Haber: Esat Erçetingöz
İlhan Pınar, Kilizman Yayınevi ve Kemeraltı’ndaki Sahaf İlhan Kitabevi’nin sahibi… 90’lı yılların başından beri yürüttüğü araştırmalarla, ürettiği yayınlarla şehrin önde gelen araştırmacı yazarlarından, bellek arkeologlarından biri. 35 yıla 34 kitap sığdıracak kadar üretken ve hâlâ “Bir kitap arkadan geliyorum” diyecek kadar da mütevazı…
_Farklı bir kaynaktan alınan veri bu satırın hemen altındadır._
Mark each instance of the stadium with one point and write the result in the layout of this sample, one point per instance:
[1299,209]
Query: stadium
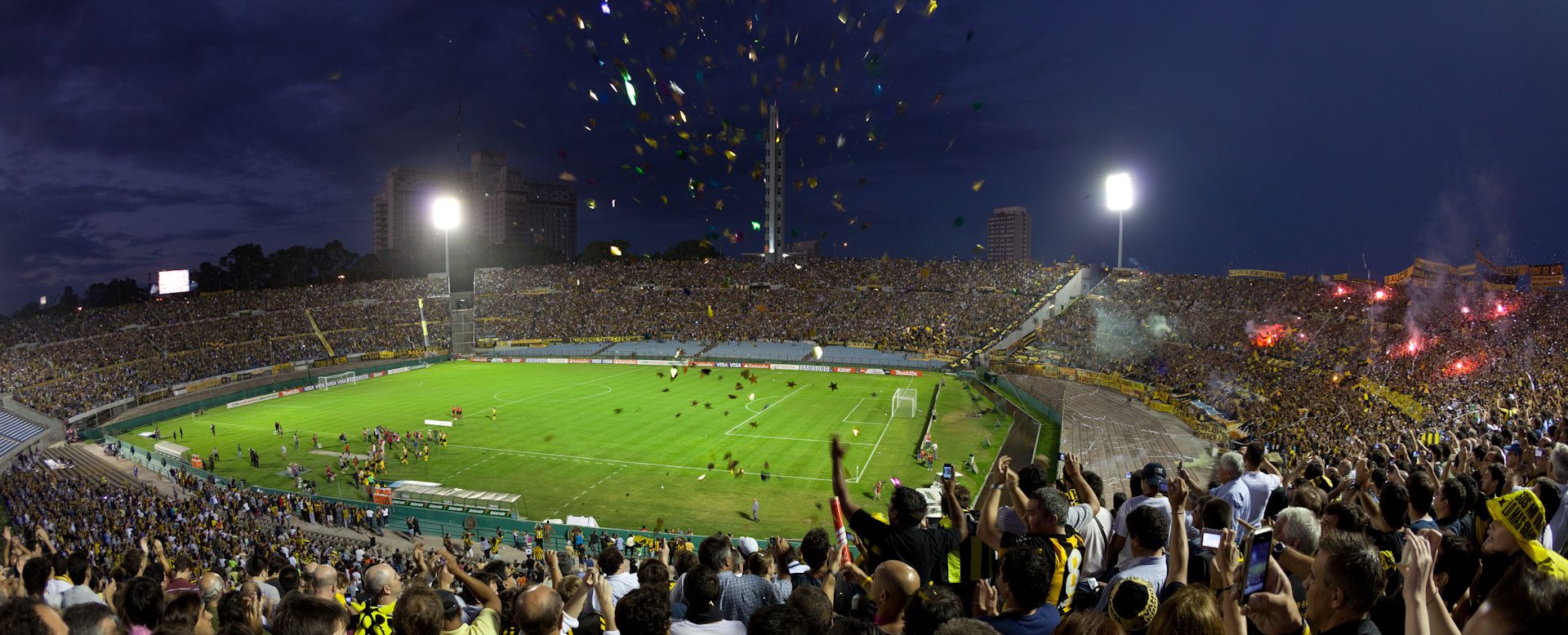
[864,416]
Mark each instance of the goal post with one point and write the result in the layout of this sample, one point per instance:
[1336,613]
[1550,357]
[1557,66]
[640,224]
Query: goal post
[903,403]
[325,381]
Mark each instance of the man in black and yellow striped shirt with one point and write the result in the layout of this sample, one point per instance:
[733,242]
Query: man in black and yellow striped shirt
[1048,521]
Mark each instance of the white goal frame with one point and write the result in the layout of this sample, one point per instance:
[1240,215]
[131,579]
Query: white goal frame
[905,397]
[325,381]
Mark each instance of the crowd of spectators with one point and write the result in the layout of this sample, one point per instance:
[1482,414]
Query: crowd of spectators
[1394,536]
[946,306]
[1303,362]
[68,362]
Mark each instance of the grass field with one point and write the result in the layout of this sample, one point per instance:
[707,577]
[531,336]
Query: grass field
[623,444]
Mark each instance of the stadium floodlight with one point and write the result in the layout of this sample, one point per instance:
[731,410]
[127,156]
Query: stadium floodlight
[1118,199]
[444,214]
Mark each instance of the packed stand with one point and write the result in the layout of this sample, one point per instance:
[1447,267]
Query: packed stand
[947,306]
[63,364]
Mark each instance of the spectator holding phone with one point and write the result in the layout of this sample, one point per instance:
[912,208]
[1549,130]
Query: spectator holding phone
[1155,485]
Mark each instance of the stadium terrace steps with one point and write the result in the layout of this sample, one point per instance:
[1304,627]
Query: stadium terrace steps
[88,466]
[761,350]
[653,349]
[18,430]
[318,335]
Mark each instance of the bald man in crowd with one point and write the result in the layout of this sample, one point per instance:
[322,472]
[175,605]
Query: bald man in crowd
[323,582]
[211,587]
[375,615]
[889,590]
[538,611]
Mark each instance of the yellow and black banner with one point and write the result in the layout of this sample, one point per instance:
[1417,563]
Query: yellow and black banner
[1258,273]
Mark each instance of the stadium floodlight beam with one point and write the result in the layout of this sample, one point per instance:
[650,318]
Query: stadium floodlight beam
[1118,199]
[444,214]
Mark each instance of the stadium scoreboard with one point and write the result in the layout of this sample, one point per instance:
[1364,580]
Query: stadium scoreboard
[173,281]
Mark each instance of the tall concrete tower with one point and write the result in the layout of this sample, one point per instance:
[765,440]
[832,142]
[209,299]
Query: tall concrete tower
[773,201]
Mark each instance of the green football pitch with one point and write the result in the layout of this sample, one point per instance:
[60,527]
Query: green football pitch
[625,444]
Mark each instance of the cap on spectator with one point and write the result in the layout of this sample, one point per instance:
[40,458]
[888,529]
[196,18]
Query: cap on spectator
[1153,476]
[1521,513]
[1133,604]
[746,546]
[449,602]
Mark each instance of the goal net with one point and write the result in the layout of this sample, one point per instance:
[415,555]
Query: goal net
[903,403]
[327,381]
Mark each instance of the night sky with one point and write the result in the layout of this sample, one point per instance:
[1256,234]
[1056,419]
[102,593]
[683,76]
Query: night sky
[156,135]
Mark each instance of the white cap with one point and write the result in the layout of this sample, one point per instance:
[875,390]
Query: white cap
[746,544]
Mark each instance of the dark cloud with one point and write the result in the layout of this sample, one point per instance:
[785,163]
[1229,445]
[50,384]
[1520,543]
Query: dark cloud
[138,137]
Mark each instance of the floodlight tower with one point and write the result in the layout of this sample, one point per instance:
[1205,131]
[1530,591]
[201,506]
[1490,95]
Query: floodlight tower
[444,214]
[1118,199]
[773,199]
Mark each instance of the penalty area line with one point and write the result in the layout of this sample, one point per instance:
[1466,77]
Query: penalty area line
[623,463]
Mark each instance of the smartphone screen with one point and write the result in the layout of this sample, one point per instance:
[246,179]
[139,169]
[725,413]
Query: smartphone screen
[1256,562]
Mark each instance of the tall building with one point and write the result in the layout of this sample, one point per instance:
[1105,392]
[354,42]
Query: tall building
[1009,234]
[521,211]
[499,206]
[400,214]
[773,199]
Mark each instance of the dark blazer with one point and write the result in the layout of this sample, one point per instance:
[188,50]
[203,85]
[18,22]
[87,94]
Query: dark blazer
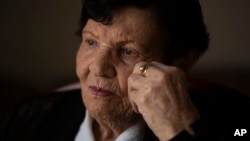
[57,117]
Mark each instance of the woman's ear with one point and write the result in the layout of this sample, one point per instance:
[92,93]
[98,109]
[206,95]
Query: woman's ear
[187,61]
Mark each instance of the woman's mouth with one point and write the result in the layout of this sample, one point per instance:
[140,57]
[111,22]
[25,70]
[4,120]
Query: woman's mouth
[100,92]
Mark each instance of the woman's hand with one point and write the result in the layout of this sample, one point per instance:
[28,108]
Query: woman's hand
[161,96]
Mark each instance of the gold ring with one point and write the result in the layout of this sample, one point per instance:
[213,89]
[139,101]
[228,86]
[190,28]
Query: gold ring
[143,69]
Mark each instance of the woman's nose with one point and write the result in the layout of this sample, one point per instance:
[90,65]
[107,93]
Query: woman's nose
[102,65]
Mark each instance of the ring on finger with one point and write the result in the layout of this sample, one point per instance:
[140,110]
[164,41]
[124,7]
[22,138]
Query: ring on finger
[143,69]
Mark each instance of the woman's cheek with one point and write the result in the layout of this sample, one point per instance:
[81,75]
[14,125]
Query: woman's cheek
[82,63]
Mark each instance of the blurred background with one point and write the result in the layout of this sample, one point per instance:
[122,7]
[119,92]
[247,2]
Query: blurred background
[38,46]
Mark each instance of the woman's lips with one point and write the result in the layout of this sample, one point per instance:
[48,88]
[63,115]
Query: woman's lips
[100,92]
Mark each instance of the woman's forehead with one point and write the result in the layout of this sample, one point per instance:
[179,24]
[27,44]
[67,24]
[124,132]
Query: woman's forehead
[129,21]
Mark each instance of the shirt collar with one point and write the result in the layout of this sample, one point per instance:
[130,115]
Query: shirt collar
[134,132]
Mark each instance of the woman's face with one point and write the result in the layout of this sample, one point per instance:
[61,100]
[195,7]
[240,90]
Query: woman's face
[107,56]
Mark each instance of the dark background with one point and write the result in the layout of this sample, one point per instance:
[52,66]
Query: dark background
[38,46]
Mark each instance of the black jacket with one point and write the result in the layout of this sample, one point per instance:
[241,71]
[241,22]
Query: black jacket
[57,117]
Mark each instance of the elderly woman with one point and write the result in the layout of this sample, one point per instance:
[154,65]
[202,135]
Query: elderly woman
[132,64]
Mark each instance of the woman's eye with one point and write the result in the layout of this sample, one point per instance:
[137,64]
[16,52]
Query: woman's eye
[128,52]
[91,43]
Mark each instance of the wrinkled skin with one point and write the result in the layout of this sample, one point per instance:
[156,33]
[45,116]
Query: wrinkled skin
[109,58]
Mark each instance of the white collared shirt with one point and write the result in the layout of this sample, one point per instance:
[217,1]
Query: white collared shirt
[133,133]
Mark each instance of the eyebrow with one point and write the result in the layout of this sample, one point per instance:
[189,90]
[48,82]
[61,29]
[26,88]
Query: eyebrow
[89,32]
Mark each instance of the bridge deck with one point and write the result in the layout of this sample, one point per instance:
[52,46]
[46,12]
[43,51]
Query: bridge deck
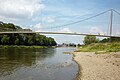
[66,33]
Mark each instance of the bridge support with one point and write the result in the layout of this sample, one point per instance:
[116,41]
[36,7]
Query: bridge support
[111,22]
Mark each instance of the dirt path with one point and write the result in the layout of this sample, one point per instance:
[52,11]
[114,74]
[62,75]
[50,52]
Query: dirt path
[98,67]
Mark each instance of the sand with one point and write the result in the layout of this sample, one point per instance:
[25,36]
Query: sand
[98,66]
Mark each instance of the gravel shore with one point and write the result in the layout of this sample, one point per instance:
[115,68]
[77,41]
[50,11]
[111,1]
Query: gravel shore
[98,66]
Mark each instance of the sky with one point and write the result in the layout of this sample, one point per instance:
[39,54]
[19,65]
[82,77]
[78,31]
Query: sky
[42,15]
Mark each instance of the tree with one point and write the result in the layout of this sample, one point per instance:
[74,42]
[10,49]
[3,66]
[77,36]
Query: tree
[90,39]
[5,40]
[17,41]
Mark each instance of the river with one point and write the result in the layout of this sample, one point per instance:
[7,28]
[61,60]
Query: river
[37,64]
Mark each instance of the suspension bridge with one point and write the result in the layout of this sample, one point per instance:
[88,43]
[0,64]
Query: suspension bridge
[112,11]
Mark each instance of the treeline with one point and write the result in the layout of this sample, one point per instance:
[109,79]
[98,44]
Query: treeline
[26,39]
[93,39]
[8,26]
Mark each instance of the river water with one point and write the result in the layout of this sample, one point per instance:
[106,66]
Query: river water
[37,64]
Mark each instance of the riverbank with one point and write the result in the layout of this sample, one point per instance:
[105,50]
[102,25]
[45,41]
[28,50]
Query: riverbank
[98,66]
[21,46]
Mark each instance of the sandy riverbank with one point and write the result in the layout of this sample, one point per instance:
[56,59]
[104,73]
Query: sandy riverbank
[98,66]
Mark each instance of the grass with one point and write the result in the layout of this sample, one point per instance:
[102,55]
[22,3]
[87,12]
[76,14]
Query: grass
[101,47]
[15,46]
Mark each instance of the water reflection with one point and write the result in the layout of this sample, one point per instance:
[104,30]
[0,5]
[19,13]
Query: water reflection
[12,58]
[37,64]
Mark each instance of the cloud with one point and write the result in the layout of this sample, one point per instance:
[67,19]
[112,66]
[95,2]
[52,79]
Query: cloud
[37,27]
[96,30]
[66,30]
[21,9]
[49,19]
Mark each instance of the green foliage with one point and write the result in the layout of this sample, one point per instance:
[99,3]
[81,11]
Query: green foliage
[112,39]
[101,47]
[90,39]
[27,39]
[5,39]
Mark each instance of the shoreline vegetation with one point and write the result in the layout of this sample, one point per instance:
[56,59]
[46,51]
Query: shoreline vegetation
[100,48]
[22,46]
[23,40]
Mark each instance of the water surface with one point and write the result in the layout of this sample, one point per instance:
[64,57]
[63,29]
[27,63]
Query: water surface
[37,64]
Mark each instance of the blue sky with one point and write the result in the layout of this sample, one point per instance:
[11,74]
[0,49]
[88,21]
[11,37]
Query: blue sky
[39,14]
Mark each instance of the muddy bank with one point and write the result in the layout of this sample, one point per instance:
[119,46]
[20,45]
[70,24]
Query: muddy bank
[98,66]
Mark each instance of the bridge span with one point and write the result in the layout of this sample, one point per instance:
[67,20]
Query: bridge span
[65,33]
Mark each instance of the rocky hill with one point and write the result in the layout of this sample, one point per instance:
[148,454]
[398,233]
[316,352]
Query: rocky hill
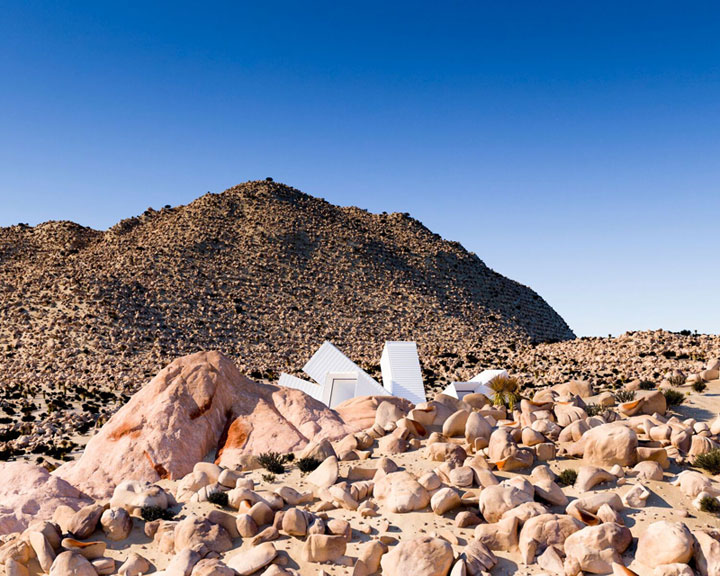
[262,273]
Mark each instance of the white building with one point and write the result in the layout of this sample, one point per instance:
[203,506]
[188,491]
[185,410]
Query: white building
[337,378]
[401,371]
[480,384]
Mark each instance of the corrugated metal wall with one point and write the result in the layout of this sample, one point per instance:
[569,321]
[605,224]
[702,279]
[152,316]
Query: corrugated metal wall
[329,359]
[401,371]
[310,388]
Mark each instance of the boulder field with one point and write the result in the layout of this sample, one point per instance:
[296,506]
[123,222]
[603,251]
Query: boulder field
[564,483]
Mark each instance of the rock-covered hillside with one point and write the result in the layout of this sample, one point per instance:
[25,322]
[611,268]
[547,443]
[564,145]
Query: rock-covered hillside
[262,273]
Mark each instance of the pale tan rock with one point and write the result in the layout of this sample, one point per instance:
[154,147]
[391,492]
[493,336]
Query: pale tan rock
[71,564]
[370,553]
[673,570]
[134,565]
[212,567]
[133,495]
[444,500]
[551,561]
[323,548]
[595,548]
[706,553]
[228,478]
[545,530]
[477,431]
[246,526]
[496,500]
[116,523]
[182,563]
[525,511]
[664,542]
[424,556]
[503,535]
[590,476]
[261,513]
[326,474]
[85,521]
[30,493]
[400,492]
[691,483]
[636,496]
[103,566]
[455,424]
[43,551]
[648,470]
[193,532]
[610,444]
[14,568]
[246,562]
[90,550]
[295,522]
[478,558]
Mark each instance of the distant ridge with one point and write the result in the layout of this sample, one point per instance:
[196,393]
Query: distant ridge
[261,272]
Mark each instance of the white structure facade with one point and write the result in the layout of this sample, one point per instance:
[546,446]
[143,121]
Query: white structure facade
[480,384]
[401,371]
[337,378]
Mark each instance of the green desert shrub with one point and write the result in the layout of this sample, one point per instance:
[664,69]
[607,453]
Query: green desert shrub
[507,391]
[625,396]
[676,380]
[709,461]
[150,513]
[709,504]
[673,397]
[699,386]
[567,477]
[218,497]
[308,464]
[273,462]
[594,409]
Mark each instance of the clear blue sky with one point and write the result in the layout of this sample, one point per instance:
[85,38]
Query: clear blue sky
[574,146]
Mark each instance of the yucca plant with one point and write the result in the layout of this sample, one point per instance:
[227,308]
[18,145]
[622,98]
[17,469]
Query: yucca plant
[567,477]
[507,391]
[699,386]
[625,395]
[676,380]
[709,504]
[594,409]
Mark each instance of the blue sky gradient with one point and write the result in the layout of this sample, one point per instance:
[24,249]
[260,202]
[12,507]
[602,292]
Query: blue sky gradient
[573,146]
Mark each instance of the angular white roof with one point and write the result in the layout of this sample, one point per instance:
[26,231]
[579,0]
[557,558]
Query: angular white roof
[401,371]
[487,376]
[461,389]
[310,388]
[329,359]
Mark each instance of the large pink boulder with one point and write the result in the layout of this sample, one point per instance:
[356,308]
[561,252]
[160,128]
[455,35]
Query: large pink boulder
[29,492]
[197,405]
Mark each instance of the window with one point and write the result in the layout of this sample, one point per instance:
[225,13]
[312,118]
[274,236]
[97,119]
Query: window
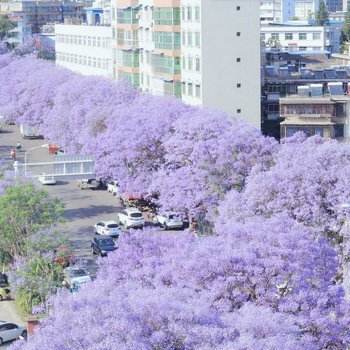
[198,64]
[189,65]
[198,91]
[189,13]
[189,38]
[197,14]
[190,89]
[197,39]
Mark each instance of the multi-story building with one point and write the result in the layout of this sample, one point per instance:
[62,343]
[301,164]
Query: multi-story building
[306,9]
[299,76]
[176,47]
[303,36]
[317,112]
[84,49]
[38,13]
[334,5]
[276,10]
[21,30]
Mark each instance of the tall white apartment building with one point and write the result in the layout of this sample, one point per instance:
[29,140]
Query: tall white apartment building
[84,49]
[276,10]
[204,51]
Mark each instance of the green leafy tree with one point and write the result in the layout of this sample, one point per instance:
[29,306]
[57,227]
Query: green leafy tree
[322,16]
[24,210]
[6,27]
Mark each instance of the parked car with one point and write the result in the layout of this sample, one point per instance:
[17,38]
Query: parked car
[87,184]
[113,187]
[131,217]
[102,245]
[169,221]
[46,179]
[108,228]
[75,275]
[11,331]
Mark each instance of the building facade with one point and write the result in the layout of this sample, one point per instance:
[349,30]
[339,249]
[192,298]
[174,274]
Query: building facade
[276,10]
[21,31]
[39,13]
[301,36]
[306,9]
[84,49]
[176,47]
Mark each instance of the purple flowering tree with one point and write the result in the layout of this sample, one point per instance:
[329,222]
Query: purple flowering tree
[259,283]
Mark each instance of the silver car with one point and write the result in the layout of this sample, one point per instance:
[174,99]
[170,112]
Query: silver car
[75,275]
[11,331]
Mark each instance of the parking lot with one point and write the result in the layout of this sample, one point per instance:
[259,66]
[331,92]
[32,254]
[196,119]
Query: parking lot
[83,208]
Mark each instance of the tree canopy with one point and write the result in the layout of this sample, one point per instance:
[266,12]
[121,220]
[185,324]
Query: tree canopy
[270,272]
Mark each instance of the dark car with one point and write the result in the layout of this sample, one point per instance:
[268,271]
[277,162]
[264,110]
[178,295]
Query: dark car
[102,245]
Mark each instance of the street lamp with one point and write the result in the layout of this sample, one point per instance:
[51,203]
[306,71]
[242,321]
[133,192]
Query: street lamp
[46,145]
[346,242]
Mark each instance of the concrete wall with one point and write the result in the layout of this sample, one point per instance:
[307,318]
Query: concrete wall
[80,56]
[221,47]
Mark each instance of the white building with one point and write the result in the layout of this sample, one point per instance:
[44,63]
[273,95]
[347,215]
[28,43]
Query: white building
[301,36]
[221,63]
[276,10]
[306,9]
[176,47]
[21,31]
[84,49]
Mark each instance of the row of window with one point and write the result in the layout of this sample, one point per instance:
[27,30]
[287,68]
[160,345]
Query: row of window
[192,90]
[293,36]
[83,40]
[191,39]
[83,60]
[190,13]
[191,63]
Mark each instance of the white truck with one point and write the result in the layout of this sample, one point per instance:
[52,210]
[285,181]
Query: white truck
[169,221]
[29,132]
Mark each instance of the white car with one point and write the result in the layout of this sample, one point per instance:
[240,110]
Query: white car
[170,221]
[46,179]
[113,187]
[74,275]
[131,217]
[108,228]
[11,331]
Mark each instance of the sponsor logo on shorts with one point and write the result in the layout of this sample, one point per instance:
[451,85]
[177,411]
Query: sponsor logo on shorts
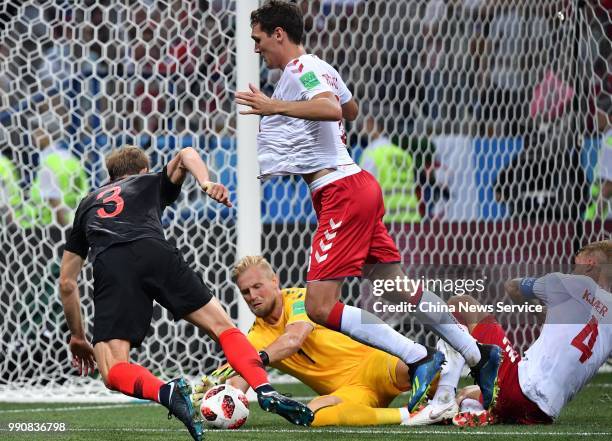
[298,308]
[324,246]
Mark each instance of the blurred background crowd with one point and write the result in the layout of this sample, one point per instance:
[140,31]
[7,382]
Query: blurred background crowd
[471,109]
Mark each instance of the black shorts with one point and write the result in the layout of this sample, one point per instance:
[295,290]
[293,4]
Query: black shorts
[129,276]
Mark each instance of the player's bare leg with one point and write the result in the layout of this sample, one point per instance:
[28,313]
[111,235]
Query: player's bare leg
[484,360]
[243,358]
[112,358]
[323,307]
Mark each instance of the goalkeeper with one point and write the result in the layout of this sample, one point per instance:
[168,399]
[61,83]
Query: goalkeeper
[355,382]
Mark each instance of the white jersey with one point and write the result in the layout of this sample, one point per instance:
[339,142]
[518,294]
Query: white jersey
[575,341]
[287,145]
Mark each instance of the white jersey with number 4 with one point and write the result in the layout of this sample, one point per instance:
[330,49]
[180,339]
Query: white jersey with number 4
[575,340]
[287,145]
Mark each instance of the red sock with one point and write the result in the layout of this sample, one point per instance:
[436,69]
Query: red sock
[135,381]
[241,355]
[334,319]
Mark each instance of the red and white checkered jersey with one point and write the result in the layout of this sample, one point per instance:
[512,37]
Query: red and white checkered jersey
[287,145]
[575,340]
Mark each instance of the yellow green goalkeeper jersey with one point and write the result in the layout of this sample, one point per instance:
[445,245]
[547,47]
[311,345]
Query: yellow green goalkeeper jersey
[327,359]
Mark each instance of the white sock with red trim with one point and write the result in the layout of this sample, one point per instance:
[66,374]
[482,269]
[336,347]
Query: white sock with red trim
[450,373]
[431,311]
[368,329]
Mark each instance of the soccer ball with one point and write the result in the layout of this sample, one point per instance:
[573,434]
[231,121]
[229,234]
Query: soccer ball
[224,407]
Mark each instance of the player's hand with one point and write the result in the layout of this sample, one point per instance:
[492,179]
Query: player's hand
[208,382]
[82,355]
[259,103]
[224,372]
[218,192]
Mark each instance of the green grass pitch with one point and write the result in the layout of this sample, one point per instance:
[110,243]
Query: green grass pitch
[589,415]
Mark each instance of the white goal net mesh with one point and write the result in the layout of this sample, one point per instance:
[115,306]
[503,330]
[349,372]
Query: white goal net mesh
[500,109]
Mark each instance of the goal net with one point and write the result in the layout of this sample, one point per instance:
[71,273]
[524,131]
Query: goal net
[500,110]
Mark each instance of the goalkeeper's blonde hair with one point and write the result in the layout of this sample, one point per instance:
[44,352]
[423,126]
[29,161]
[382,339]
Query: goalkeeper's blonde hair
[247,262]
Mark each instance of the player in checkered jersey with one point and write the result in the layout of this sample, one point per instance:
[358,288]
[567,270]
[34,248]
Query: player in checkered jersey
[301,133]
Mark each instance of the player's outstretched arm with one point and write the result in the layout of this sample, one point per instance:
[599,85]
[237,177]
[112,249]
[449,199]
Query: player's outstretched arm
[350,110]
[189,161]
[322,107]
[82,351]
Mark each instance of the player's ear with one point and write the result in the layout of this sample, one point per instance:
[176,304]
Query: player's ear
[278,33]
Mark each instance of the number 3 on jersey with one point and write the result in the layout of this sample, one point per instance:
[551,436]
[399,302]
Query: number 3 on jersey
[112,195]
[590,331]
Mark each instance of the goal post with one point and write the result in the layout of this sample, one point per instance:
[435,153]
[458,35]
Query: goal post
[248,189]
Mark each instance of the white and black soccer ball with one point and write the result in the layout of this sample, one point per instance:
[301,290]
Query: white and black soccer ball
[224,407]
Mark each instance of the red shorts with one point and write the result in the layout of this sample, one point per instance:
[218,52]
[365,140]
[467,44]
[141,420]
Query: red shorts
[512,405]
[351,232]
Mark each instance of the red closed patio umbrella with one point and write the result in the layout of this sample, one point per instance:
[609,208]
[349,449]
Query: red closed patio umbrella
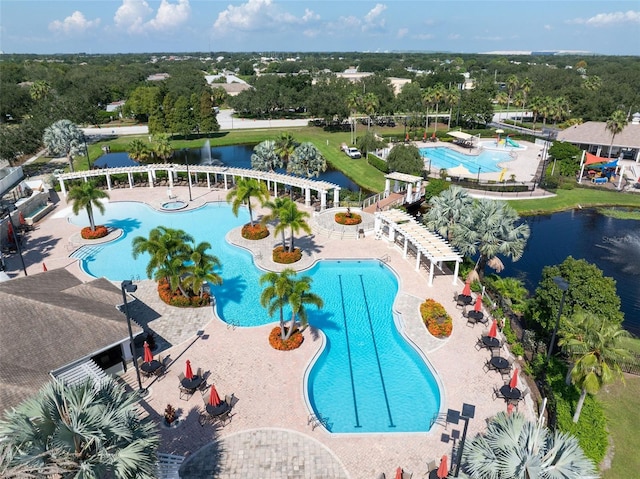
[214,398]
[493,330]
[514,379]
[478,306]
[443,470]
[148,356]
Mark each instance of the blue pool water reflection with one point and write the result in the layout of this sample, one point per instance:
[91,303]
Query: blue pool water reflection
[367,379]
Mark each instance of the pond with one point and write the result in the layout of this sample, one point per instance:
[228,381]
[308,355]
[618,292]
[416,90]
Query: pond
[237,156]
[611,244]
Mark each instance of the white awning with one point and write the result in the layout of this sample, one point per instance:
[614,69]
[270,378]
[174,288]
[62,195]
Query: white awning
[460,134]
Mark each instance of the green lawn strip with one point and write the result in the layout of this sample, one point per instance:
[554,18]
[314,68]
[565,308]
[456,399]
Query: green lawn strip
[621,409]
[567,199]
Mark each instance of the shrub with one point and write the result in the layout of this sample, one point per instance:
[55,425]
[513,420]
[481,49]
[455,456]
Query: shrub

16. Yüzyıldan itibaren Avrupa’da Türklerle ilgili yayınlanmış kitapları, İzmir ile ilgili seyahatnameleri, monografileri, seyahat rehberleri, incelemeleri, haritaları, gravürleri ve illüstrasyonları topluyor. Bugüne kadar yedisi İzmir Büyükşehir Belediyesi Kent Kitaplığı’ndan olmak üzere, 34 kitabı yayınlanmış. Konstantaniye Haberleri, Tarih ve Toplum, Toplumsal Tarih ve Kebikeç gibi süreli yayınlara çok sayıda yazı yazmış, yazdıklarını da söyleşilerde ve konferanslarda dile getirmiş İlhan Pınar.
İlhan Pınar ile tanışıklığımız, Şair ve Kent Araştırmacısı Cem Seyhun Ünbay’la birlikte Akademi Kemeraltı’nda düzenledikleri “Kemeraltı Söyleşileri”nde başladı. Bugüne kadar konusunda uzman birçok kişiyi konuk ettikleri 20’yi aşkın söyleşi yaptılar. Ve ben de bu söyleşilerden pek çoğuna konuk oldum.
İzmir’i keşfetmeden Akdeniz’e açılırsanız, yüzemezsiniz
İlhan Pınar’a göre “Yaşadıkları şehrin tarihini bilmeyenler, onu sadece tüketir…”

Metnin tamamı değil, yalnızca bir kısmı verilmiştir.